申し訳なさそうに苦笑いするアークトゥルスにリゲルは手を振って答えた。しかしリゲルに責めている様子は全くなく、くすりと微笑む姿からは世話焼きを楽しんでいる様子すら窺える。


「……今日ばかりは人の事言えねーけどな」


アンタレスはぼそりと呟いた。


「う……まあ、そうだな……。でも冗談だったんだから、お前も本気にするなよ」

「いやお前、あの時の口調は本気(マジ)でそうしろ、って感じだったぜ? 冗談とか言ってるけど、ベテルに怒られそうになったから適当に言い訳しただけだろ?」

「…………。」


リゲルは黙って目を逸らした。図星のようだ。


「アンタレス、あなたも素直に謝ってくれれば良かったのに。私を巻き込まないで欲しかったわ」

「……(わり)ぃ。そっちにまで疑いの目が向くとは思わなかったんだよ」

「まあ確かに私も疑われるとは思わなかったけど……。それにあなたが悪いんだから、私に助け船を求めるのはお門違いよ」

「まあ……うん、そうだな……。」


カノープスに文句を言われてアンタレスも頭を掻いて黙ってしまった。これでもカノープスを巻き込んでしまった事を反省しているのである。


「全く、あなた達は……。」


アークトゥルスは2人の後ろで微笑みながら、首を振って呟いた。


「「お前が言うな!」」


リゲルとアンタレスが同時に振り向いて声を上げた。声も動きも重なって響き、発言した本人達が一番驚いてきょとんとしている。


「ふ、ふふっ、あははっ、何やってるのよ」


見ていたカノープスは思わず失笑し、口元に手を当てて笑い声を上げた。リゲルとアンタレスはお互いの顔を見合わせ、カノープスに遅れて失笑した。


「ふふっ、全く馬鹿馬鹿しい」

「あー、なんかどうでも良くなっちまったな」


リゲルとアンタレスの失笑は苦笑いへと変化し、2人とも話を切り上げて前を向いた。

アークトゥルスは変わらず微笑みながら、やれやれと言わんばかりに再び首を振った。今回は何も呟かなかった。
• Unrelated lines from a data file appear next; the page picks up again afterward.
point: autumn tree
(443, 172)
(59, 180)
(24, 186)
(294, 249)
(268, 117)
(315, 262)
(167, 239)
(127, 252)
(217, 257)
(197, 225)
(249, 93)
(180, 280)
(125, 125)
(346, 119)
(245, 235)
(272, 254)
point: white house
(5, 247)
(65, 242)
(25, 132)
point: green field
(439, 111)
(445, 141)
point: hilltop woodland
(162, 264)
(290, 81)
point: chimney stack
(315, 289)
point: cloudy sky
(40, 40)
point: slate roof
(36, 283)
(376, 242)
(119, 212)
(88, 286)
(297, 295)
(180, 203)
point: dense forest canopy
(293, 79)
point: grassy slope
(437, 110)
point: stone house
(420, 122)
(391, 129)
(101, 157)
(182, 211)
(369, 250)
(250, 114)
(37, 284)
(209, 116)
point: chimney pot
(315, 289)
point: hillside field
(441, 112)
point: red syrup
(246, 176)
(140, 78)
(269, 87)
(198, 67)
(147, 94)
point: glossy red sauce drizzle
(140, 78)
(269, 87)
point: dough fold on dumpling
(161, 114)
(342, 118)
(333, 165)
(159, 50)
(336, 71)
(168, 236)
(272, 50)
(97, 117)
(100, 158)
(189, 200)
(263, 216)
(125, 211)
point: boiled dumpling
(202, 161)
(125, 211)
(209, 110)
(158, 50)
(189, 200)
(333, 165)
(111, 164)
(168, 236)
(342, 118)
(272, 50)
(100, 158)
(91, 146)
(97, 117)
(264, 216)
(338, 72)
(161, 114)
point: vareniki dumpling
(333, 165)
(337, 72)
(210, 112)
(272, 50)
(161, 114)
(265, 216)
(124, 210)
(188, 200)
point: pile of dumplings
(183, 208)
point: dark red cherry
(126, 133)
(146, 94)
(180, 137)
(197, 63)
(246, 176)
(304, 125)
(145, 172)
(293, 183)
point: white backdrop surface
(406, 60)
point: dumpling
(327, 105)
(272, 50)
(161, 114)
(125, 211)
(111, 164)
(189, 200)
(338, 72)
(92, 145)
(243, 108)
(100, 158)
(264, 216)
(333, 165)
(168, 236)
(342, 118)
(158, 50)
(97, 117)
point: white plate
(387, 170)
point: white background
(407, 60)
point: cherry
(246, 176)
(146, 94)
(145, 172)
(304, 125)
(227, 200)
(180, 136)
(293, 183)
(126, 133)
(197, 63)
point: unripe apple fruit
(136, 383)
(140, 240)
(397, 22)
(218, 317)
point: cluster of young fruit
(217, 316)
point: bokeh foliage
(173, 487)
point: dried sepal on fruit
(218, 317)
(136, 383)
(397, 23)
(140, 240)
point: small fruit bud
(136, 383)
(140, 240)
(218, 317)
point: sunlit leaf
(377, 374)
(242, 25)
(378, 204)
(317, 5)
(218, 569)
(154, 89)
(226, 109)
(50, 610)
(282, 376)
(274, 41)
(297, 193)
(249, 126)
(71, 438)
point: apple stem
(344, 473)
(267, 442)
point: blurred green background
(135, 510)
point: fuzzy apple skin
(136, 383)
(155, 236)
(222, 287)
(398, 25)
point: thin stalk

(……久しぶりに心から笑った気がするわね。最近気を張ってばかりだったし)


カノープスは心地良さそうに微笑を浮かべ、素直にそう思った。何気なくアークトゥルス達に目を向けると、全員似たような表情をしている。

恐らく――いや、間違いなく――自分と同じ気持ちなのだろう。カノープスはそう感じていた。

トラニオン・リッジまでの道中、清々した気持ちでいられそうである。